Il tanto temuto Doping Tecnologico non è stato trovato. Secondo quanto rivela oggi l’Equipe, l’inchiesta che era stata avviata in Francia per determinare se vi era stato un patto di corruzione al più alto livello internazionale, coinvolgendo corridori di primo piano, squadre, aziende e autorità del ciclismo, è stata chiusa con una sentenza di non luogo a procedere. Partita al termine del 2017 dopo che qualche mese prima era stato trovato in Francia un amatore che faceva uso di una bici truccata, un anno dopo quello che resta sinora l’unico caso a livello di corse ufficiali, ovvero quello della giovane u23 belga Femke van der Driessche durante i mondiali di ciclocross di Zolder. Condannata in seguito a sei anni di squalifica, la giovane resta l’unico ciclista ad oggi squalificato per Doping Tecnologico.

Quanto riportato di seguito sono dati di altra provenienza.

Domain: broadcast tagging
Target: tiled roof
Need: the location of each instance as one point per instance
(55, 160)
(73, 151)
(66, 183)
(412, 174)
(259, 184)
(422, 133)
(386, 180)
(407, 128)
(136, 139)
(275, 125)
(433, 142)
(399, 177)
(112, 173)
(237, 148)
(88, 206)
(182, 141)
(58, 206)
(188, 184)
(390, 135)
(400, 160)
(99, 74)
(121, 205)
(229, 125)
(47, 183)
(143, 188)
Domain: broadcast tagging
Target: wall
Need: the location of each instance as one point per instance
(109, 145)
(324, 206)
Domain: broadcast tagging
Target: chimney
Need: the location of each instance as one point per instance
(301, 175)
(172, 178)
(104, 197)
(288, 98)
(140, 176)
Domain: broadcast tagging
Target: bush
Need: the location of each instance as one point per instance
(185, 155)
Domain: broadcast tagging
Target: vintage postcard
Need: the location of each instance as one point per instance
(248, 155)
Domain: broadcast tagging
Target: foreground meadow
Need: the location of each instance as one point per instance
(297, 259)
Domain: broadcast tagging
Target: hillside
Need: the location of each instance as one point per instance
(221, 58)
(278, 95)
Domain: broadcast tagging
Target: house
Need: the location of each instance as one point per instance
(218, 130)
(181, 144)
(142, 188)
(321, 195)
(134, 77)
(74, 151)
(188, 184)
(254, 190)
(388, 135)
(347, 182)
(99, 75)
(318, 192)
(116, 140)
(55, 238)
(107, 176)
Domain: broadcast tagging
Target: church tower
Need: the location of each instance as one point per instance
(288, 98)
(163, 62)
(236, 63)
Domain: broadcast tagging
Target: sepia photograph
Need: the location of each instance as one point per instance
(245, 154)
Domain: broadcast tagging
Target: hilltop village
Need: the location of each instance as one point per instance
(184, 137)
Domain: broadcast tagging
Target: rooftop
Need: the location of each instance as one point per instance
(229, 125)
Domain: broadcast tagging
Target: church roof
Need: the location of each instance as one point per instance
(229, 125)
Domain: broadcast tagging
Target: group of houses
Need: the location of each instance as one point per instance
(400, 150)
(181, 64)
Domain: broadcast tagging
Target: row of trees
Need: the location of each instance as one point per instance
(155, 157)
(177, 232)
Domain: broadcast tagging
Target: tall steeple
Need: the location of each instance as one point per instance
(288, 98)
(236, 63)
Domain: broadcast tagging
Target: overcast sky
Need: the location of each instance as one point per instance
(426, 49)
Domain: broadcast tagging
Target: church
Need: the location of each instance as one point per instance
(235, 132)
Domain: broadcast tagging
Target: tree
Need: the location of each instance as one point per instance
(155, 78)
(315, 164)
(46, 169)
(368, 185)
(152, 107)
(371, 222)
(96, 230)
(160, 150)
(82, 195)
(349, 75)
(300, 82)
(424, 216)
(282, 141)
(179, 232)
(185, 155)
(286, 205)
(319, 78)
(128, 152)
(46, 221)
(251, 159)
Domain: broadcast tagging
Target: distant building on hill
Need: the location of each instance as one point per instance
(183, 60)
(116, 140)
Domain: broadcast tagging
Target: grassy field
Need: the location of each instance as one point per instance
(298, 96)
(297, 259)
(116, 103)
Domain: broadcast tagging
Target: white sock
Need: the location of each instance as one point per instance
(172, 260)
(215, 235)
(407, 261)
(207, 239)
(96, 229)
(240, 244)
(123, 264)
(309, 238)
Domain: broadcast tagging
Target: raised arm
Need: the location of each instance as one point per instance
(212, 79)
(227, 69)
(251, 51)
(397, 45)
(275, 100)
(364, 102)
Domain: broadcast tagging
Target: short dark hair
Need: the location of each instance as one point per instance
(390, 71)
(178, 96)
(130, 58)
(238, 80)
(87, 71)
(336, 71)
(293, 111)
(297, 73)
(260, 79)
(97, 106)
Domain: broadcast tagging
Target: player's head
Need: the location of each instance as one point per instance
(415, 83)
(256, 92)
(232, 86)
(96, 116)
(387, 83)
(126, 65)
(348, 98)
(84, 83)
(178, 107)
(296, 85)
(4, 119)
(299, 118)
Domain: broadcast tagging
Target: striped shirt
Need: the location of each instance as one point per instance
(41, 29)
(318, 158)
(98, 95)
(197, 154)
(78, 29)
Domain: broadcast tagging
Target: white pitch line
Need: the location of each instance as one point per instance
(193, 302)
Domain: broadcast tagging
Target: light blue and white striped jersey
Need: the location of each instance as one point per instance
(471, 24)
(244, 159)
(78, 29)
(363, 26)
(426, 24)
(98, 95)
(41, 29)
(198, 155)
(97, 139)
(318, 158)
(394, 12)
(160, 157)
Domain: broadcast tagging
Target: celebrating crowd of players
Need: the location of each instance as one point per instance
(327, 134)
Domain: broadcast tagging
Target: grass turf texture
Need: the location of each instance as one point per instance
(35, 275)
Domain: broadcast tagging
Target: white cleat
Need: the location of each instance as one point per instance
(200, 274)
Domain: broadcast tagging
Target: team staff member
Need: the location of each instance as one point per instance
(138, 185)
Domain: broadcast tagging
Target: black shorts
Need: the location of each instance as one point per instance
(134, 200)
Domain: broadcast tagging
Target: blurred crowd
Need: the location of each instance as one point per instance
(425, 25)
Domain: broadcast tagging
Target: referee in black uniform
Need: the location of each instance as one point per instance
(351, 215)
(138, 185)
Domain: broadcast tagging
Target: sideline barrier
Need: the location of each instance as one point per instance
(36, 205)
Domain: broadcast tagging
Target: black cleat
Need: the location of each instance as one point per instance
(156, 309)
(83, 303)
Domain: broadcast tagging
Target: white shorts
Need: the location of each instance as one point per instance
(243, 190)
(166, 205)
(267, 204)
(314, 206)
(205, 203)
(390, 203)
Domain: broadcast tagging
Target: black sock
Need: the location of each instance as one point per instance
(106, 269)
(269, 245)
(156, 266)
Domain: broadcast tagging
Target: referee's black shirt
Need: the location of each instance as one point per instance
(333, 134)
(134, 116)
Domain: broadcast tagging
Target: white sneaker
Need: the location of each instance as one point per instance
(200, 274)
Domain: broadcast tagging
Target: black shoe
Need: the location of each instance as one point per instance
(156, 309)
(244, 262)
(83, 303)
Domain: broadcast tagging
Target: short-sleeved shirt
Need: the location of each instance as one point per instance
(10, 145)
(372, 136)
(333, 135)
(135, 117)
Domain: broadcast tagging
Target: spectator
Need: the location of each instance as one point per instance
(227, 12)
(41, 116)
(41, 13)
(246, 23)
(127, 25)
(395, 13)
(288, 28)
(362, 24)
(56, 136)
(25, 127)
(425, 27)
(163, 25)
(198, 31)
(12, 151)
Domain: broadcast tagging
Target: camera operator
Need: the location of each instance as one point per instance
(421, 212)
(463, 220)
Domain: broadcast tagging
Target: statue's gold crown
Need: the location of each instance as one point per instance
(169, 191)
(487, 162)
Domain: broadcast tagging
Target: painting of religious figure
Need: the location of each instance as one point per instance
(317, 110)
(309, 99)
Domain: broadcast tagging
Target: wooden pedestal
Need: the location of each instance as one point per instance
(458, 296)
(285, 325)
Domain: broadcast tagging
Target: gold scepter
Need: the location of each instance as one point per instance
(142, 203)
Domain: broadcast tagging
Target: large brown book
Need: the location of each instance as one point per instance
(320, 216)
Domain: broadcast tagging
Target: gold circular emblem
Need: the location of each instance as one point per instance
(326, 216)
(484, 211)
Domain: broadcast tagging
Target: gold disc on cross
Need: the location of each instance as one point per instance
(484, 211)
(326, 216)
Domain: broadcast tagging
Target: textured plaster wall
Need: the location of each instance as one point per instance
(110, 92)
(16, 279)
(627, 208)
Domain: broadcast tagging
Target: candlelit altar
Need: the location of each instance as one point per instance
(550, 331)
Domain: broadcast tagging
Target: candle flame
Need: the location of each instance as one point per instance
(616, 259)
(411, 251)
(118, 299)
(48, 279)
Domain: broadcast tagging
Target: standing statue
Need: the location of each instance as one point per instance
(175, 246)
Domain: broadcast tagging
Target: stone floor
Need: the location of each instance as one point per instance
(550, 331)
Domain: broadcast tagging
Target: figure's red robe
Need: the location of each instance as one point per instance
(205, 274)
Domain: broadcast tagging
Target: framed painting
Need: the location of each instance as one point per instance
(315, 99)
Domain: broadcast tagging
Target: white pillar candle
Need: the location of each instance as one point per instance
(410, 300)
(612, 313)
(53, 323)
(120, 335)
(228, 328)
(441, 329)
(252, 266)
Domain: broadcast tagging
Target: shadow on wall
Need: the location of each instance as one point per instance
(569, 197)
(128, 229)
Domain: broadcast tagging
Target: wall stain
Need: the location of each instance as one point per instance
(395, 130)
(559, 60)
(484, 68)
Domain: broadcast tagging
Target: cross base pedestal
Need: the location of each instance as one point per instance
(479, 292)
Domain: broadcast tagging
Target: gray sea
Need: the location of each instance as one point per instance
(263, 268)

Nel frattempo l’UCI si era comunque mossa, specialmente dopo l’insediamento di David Lappartient che aveva fatto del tema uno dei fulcri della propria campagna. Aveva dunque istituito una apposita commissione, presieduta da Jean-Christophe Péraud. Numerosi i sospetti che nel frattempo si sono riversati per alcuni filmati, spesso incompleti, in cui si vedeva la ruota dei corridori muoversi in maniera sospetta, con anche le Iene ad occuparsene in Italia. Da allora sono stati inseriti numerosi controlli tramite scanner portatile, videocamere termiche o tramite dei tablet che hanno visto commissari UCI aggirarsi in partenza e arrivo per verificare le bici dei partecipanti. Malgrado le polemiche e alcune inchieste abbiano nel frattempo portato ad alcuni dubbi riguardo l’efficacia di questi strumenti, anche l’inchiesta dei giudici transalpini – che hanno parlano anche con Stefano Varjas (l’autonominato inventore delle bici a motore) ritenendolo poco affidabile e piuttosto incline al millantare – non ha portato ad alcun sospetto di utilizzo.

Una teoria confermata anche dalle parole dell’ex professionista francese, che in quanto responsabile della commissione dedicata aveva ammesso la perfettibilità dei controlli. Tuttavia, secondo lui, “al 99% non c’è alcun motore in gruppo“. I controlli comunque continueranno in corsa, con i commissari UCI che proseguiranno a verificare tutte le bici degli atleti in gara.